Several key members of another Dubai-based Lashkar cell which executed the twin bombings at the Gateway of India and Zaveri Bazaar in August this year killing 51 and injuring 162 also had concerns about communal violence in India. Ashrat Shafiq Ahmad Ansari, who is charged with having planted the Zaveri Bazaar bomb, was like many Muslims incensed by the demolition of the Babri Masjid. Working in Surat during the 2002 riots, Mr. Ansari saw the worst of Hindu fundamentalism first-hand. The experience made it easy for Mr. Ansari to be recruited by the Dubai-based architect of the bombings, Zahid Yusuf Patne. Mr. Patne, recently extradited to India, worked as a forklift operator in Dubai.
Syed Abdul Rahim, who hails from a lower middle-class family in Mumbai's Marol Naka area, worked from 1992 to 1999 in Jeddah as an electrician with a company that carried out works at the Royal Palace. After an unsuccessful attempt to start a business in India, Rahim left again for Dubai. He joined in protests against the Gujarat riots, where videotapes of the violence were screened.

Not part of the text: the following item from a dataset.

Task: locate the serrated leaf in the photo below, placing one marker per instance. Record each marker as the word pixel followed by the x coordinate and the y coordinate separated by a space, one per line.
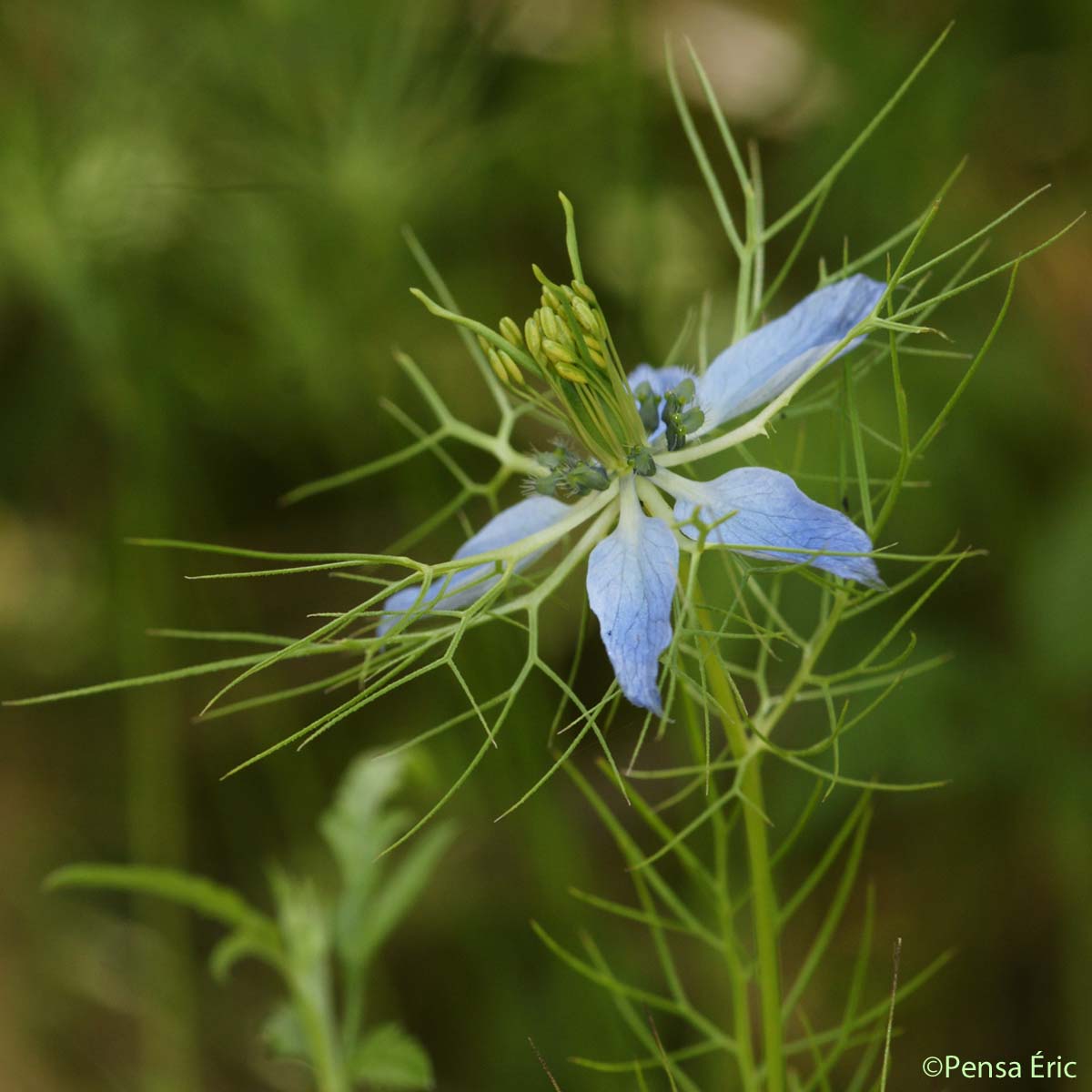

At these meetings, Mr. Patne motivated Mr. Rahim to join the Lashkar, and he soon began to regularly attend lectures by the head of the organisation's Dubai office, Maulana Haroon. Soon afterwards, Mr. Rahim returned to India, where he is now being tried for his alleged role in the worst single terrorist act to take place in the country in 2003.
Gulf states, increasingly concerned about Islamist activities, are less tolerant of terrorist groups like the Lashkar operating from their soil a fact underlined by the rapid deportation of several key accused in the Mumbai bombings.
Nonetheless, the evidence is that the Lashkar continues to be active, fishing in waters warmed by communal forces in India.